PhD Thesis Defence

We begin by presenting a spectral characterization theorem that settles Chevreau's problem of characterizing the class of absolutely norming operators --- operators that attain their norm on every closed subspace. We next extend the concept of absolutely norming operators to several particular (symmetric) norms and characterize these sets. In particular, we single out three (family of) norms on $\mathcal B(\mathcal H, \mathcal K)$: the "Ky Fan $k$-norm(s)", "the weighted Ky Fan $\pi, k$-norm(s)", and the "$(p,k)$-singular norm(s)", and thereafter define and characterize the set of absolutely norming operators with respect to each of these three norms. 

We then restrict our attention to the algebra $\mathcal B(\mathcal H)$ of operators on a separable infinite-dimensional Hilbert space $\mathcal H$ and use the theory of symmetrically normed ideals to extend the concept of norming and absolutely norming from the usual operator norm to arbitrary symmetric norms on $\mathcal B(\mathcal H)$. In addition, we exhibit the analysis of these concepts and present a constructive method to produce symmetric norm(s) on $\mathcal B(\mathcal H)$ with respect to each of which the identity operator does not attain its norm. 

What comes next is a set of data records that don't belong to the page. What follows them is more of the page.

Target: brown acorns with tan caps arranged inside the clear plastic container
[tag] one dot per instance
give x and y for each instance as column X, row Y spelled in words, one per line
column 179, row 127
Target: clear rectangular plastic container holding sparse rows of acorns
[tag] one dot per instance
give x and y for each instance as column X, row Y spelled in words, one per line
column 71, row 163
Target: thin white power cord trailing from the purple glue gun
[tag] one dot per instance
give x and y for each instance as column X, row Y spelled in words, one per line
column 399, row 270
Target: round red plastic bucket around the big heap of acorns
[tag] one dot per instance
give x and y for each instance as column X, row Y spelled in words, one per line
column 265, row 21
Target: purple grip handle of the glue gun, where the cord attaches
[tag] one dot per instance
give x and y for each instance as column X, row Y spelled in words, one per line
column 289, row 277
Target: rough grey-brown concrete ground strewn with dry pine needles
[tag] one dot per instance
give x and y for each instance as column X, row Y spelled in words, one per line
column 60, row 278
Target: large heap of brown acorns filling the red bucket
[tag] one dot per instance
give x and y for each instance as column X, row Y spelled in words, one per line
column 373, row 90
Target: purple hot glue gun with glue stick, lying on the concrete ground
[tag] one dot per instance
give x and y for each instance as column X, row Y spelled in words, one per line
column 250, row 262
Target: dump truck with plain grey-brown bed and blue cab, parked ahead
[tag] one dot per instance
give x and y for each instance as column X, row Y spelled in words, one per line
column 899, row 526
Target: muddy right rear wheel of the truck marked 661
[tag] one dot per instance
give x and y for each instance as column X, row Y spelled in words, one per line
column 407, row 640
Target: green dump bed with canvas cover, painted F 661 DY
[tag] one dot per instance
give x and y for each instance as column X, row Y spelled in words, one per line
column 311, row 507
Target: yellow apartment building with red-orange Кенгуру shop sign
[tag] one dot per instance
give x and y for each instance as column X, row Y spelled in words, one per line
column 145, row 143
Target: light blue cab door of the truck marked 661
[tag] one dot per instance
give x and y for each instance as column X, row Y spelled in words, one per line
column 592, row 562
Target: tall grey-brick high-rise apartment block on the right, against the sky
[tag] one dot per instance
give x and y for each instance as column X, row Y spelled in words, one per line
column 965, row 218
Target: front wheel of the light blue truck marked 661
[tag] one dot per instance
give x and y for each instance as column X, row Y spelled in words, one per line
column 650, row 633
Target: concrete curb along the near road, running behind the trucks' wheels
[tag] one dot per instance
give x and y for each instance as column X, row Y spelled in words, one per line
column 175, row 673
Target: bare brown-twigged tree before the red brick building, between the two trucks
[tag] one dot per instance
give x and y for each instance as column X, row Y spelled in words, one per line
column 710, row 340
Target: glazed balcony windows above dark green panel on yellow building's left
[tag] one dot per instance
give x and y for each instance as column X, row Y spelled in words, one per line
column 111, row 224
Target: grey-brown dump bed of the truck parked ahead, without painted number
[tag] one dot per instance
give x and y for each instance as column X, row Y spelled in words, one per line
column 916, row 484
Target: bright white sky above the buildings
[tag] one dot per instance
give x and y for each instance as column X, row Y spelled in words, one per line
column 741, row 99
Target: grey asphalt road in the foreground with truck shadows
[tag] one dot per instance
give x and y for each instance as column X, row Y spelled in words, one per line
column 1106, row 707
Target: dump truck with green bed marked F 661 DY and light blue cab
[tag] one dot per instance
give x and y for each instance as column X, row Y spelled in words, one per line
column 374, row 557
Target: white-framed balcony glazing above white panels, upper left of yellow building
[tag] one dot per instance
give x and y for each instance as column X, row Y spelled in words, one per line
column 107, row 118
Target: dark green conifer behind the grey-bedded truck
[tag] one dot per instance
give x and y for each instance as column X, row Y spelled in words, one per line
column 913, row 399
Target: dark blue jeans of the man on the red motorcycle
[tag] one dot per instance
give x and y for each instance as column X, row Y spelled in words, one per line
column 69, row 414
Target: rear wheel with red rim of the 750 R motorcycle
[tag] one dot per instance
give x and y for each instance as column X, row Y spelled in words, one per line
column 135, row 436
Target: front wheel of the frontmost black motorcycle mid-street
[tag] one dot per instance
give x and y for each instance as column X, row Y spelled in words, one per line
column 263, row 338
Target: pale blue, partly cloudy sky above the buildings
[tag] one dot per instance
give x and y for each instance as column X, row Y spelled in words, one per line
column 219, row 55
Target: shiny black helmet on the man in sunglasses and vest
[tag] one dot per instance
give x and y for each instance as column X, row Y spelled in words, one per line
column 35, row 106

 Finally, we introduce the notion of "universally symmetric norming operators" and "universally absolutely symmetric norming operators" and characterize these classes. These refer to the operators that are, respectively, norming and absolutely norming, with respect to every symmetric norm on $\mathcal B(\mathcal H)$. In effect, we show that an operator in $\mathcal B(\mathcal H)$ is universally symmetric norming if and only if it is universally absolutely symmetric norming, which in turn is possible if and only if it is compact. In particular, this result provides an alternative characterization theorem for compact operators on a separable Hilbert space.